The Grind

Right now it feels as if I’m just grinding along. In an attempt to prolong what’s left of my savings, thus giving me time to sell my book, I am working more hours. I’m getting up to an alarm 5 days of the week now. Gone is the midweek “weekend.” No more time for daydreaming on the sun porch while ideas float about my brain. There is little time left for my other job – writing. Survival is pretty much the focus now.

For the first few years, when I could balance work, writing, and social time, I didn’t feel the need to take time off and go on a vacation. Now that the work leg of my stool is getting longer and longer, I feel the need to balance things out, except I can’t really afford a vacation. I was very generously given a raise after almost 3 years on the job, but immediately watched my rent go up significantly, and thanks to ACA sabotage, my health insurance quadrupled. I have a dental appointment this week and probably need a crown. I owe what feels like a hefty amount in taxes. One step forward, five steps back. I’ll just have to tighten things up even more, and keep dreaming of a week of relaxation with sand between my toes and bathtub warm water so clear I can see those grains of sand. Hopefully someday before I die.

More work, more stress, less fun, less daydreaming… none of it makes for productive writing time. I was told I needed to focus on two things this year: patience and discipline. So far that is proving true. I need the patience to see the agent/publisher search to its conclusion. I need discipline to keep writing… to grind it out. Not how I work best, but what else can I do? The safety net is being dismantled, leaving me with few options if this all blows up in my face. I must grind.

The grind of querying is also back on. I had one rejection within 24 hours. However, I’ve received none since, and while I may be grasping at straws, I actually see a glimmer of hope with one. I’m using a website called querytracker.net. I originally thought a spreadsheet would work just fine for tracking my queries and didn’t see the benefit of online tracking. I was wrong. My spreadsheet only contained my query information. Query Tracker contains the query information of every author who uses the site, which seems to be a whole lot of them. I can see the queries an agent has received — genre, word count, and date submitted. When the author receives a response, that is also displayed. One particular agent I queried, who seems ideally suited for my story, has rejected submissions made before I submitted, as well as some after I submitted. Mine and a couple of others have not received a response. While this could mean any number of things, such as: my manuscript is making the rounds of the agency so they can make fun of how bad it is; or like my original birth certificate, my submission fell behind a filing cabinet never to be found again; or the rejection got lost in cyberspace. It could mean any one of those things, but I’m choosing to believe that it means I made it past the junior agent and my submission is now sitting in a pile, waiting to be read. Even a nibble fills me with hope.

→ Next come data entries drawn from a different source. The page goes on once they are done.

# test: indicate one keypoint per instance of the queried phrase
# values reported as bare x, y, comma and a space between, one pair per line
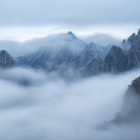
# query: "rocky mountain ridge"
6, 61
74, 55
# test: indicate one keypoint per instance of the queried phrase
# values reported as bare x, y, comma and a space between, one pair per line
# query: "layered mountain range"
67, 54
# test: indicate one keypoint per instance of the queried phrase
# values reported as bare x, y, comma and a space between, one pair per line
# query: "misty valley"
59, 87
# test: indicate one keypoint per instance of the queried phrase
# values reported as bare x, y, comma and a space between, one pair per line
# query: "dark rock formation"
134, 54
119, 60
131, 38
6, 61
115, 61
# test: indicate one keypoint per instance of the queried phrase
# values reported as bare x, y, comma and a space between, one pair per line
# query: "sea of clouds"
39, 106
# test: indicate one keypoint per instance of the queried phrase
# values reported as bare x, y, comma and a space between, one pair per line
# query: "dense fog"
35, 105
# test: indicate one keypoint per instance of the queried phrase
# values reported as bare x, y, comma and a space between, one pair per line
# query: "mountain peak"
6, 61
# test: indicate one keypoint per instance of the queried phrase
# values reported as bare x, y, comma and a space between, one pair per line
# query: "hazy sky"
25, 19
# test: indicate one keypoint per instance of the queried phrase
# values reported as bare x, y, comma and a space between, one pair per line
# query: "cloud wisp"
51, 108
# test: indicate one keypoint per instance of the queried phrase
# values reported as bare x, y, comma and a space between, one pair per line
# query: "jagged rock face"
115, 61
134, 55
131, 103
131, 38
6, 61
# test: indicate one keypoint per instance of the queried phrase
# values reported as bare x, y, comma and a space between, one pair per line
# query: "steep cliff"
6, 61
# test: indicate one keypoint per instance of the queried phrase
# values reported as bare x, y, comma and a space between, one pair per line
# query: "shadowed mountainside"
6, 61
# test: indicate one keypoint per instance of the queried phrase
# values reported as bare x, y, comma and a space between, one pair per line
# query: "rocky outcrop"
6, 61
125, 58
134, 54
115, 61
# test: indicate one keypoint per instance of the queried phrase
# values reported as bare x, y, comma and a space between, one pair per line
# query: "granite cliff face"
124, 58
6, 61
115, 61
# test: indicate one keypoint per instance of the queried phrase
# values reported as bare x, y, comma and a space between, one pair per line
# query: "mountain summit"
6, 61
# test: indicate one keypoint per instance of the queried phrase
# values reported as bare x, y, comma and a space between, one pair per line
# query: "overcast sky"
25, 19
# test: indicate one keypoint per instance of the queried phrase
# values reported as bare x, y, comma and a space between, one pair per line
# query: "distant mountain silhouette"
6, 61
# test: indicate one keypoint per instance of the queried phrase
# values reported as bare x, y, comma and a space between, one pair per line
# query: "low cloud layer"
70, 12
52, 108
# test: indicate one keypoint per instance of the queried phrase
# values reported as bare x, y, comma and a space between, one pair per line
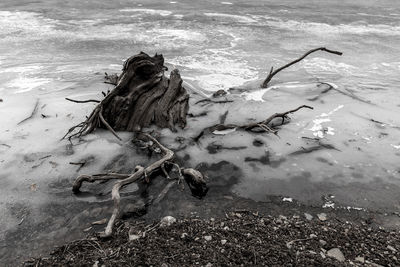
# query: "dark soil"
251, 240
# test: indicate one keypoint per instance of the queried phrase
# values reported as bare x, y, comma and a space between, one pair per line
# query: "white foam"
256, 95
327, 29
318, 65
318, 129
21, 22
216, 69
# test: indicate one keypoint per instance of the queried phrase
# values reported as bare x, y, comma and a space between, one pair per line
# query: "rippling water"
55, 49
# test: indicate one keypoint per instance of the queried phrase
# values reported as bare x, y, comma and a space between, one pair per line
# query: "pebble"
308, 216
167, 221
322, 216
336, 253
208, 238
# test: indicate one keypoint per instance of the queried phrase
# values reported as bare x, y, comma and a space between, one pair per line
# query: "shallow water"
50, 50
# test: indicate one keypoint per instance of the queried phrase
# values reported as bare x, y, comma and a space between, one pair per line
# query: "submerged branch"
262, 126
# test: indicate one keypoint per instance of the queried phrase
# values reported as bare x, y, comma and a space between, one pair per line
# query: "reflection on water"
50, 50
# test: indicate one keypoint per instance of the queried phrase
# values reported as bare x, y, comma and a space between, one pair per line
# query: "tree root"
262, 126
272, 73
193, 177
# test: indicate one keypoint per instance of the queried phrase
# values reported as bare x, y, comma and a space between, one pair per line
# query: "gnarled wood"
272, 73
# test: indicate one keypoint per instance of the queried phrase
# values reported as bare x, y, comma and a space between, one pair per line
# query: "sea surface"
50, 50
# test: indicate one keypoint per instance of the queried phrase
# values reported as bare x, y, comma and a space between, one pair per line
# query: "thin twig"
83, 101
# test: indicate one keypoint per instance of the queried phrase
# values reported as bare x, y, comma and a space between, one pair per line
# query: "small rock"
282, 217
183, 235
360, 259
322, 242
322, 216
336, 253
167, 221
308, 216
133, 237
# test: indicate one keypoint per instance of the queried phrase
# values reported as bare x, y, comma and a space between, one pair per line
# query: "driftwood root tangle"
194, 179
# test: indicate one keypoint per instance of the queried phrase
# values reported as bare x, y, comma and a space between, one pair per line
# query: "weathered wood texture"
143, 96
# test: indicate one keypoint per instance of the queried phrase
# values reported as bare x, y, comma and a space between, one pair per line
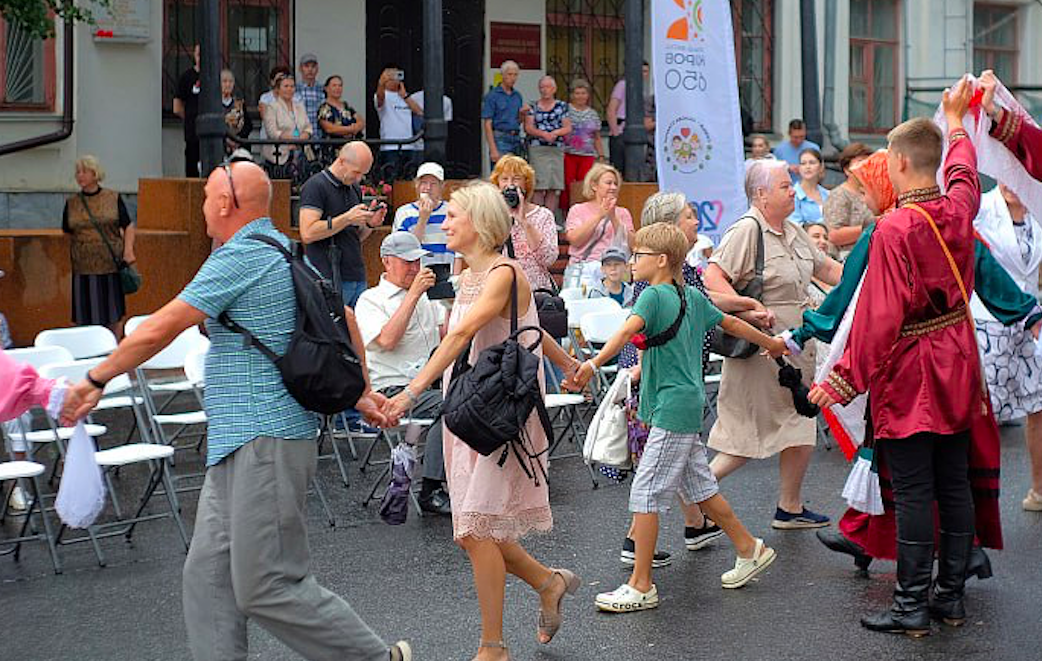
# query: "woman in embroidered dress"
91, 218
1012, 361
493, 507
534, 233
673, 207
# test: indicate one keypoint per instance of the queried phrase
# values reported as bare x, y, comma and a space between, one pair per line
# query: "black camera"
513, 196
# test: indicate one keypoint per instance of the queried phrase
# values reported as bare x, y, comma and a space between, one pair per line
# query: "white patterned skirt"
1012, 368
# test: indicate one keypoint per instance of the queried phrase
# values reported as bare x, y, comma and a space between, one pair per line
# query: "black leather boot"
951, 562
836, 541
910, 613
978, 564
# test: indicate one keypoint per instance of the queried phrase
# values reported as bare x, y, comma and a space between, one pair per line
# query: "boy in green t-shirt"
672, 394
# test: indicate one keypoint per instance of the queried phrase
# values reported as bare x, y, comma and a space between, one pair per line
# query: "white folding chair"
81, 341
597, 327
571, 293
172, 358
22, 437
28, 473
568, 406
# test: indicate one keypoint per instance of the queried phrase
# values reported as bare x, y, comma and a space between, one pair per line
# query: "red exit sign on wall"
520, 42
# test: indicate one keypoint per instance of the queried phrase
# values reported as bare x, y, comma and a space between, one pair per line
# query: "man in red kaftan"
913, 345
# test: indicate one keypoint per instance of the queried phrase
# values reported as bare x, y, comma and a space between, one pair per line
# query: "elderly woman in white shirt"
286, 119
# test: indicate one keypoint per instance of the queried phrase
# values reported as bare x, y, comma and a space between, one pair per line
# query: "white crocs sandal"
747, 568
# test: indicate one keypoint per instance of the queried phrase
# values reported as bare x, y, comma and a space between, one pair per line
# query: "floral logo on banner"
690, 27
688, 145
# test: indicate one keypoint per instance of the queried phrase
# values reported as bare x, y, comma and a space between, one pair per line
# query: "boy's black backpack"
320, 368
488, 405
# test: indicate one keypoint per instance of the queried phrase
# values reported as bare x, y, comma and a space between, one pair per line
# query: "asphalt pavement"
412, 582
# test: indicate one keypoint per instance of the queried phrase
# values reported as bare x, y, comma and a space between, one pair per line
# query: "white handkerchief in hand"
81, 494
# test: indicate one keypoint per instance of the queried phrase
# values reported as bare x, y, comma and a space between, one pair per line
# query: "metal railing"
298, 160
1028, 95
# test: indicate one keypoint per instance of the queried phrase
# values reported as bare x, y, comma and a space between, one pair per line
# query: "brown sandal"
549, 621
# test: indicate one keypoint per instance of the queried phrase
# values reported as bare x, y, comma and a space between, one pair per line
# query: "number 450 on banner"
698, 122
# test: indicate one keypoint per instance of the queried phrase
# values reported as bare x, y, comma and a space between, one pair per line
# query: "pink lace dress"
490, 502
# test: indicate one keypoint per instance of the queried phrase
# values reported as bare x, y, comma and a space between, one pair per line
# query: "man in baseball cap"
423, 218
400, 327
309, 90
613, 285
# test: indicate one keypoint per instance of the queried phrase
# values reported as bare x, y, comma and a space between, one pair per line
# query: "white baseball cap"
432, 169
403, 245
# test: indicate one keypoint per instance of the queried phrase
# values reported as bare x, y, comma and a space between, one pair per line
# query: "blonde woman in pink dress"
493, 507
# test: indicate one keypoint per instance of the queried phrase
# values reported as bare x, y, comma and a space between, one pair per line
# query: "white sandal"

Now limited to a 2-day weekend, I spent one precious day yesterday cleaning, catching up on my finances, and doing my taxes. That leaves today for really focusing on writing. I finally found the scene/direction I’ve been missing in order to move forward with book two, and despite feeling the grind, I’m looking forward to spending a day lost in adventure. And in the breaks, I’ll daydream about having more days like today during the week, and warm, sandy beaches, and hopefully that will get me through the grind. Hopefully someday it will all be worth it.